Local farmer believes wheat commission needs new direction

By Roger White
November 17, 2017 - 1:41pm

The agriculture industry is facing many changes in the years to come and one candidate for the upcoming Saskatchewan Wheat Development Commission (SWDC) Board of Directors elections feels it’s time the elected officials that provide governance for the commission followed suit.

Trevor Scherman, who owns and operates a farm between Battleford and Wilkie, believes the time is ripe for change with SWDC and that is why he is seeking a seat on the commission board.

“I have been approached by several area farmers who feel my expertise would be an asset to the board,” said Scherman. “The industry is changing and I feel the board has to change with it.”

Ten candidates are vying for four board of director positions on the SWDC. Area producers have until Nov. 24 to cast their ballots either online or by mail-in ballot.

Not only a farmer, which he enjoys immensely, Scherman’s business acumen includes being a co-founder of ScherGrain Solutions Systems and he is very passionate about technology and how it relates to the agriculture industry.

“We need to invest in technology, we need to invest in research,” he added. “As a board when must move forward for new and better varieties and it needs to come from sources whether public, private or partnerships.”

He also believes that co-operation between various boards and agencies is vital to maintaining long term growth for the industry.

“The reputation of Canadian wheat needs to be promoted and the Canadian Wheat brand needs to be upheld,” Scherman said. “If elected, I will urge the board to open dialogue with other national organizations like Cereals Canada, the Canadian International Grains Institute and Canadian Grain Commission on activities like the annual New Crop Trade Missions.”

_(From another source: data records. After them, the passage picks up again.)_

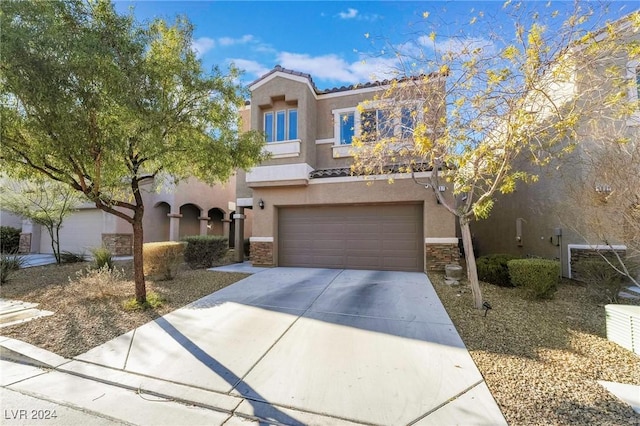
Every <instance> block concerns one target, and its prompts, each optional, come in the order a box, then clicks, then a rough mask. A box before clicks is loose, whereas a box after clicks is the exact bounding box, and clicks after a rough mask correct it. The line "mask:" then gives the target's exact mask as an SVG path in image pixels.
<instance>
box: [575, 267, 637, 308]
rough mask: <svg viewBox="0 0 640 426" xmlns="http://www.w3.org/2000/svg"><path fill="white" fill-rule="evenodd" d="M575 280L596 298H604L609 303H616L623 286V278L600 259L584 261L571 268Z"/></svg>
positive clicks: (619, 274) (623, 281) (616, 272)
mask: <svg viewBox="0 0 640 426" xmlns="http://www.w3.org/2000/svg"><path fill="white" fill-rule="evenodd" d="M573 271H574V272H575V278H576V279H577V280H578V281H582V282H583V283H585V284H586V285H587V288H588V289H589V291H590V292H591V293H592V294H593V295H596V296H603V295H604V296H605V297H606V298H607V300H608V301H609V302H611V303H617V302H618V295H619V294H620V291H621V290H622V289H623V288H624V286H625V277H624V275H622V274H620V273H619V272H618V271H616V270H615V269H613V267H611V265H609V264H608V263H607V262H605V261H604V260H601V259H584V260H580V261H579V262H576V264H575V265H574V266H573Z"/></svg>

In opening these lines of communications, Scherman believes the SWDC will both learn and grow from it.

“I have travelled extensively to many farming operations and have seen how farming practices differ from one location to another,” added Scherman. “You then take the best ideas from these farms and implement them to your own operation.”

“The end result is more money in farmer’s pockets and a healthy agriculture industry which is what everybody wants.”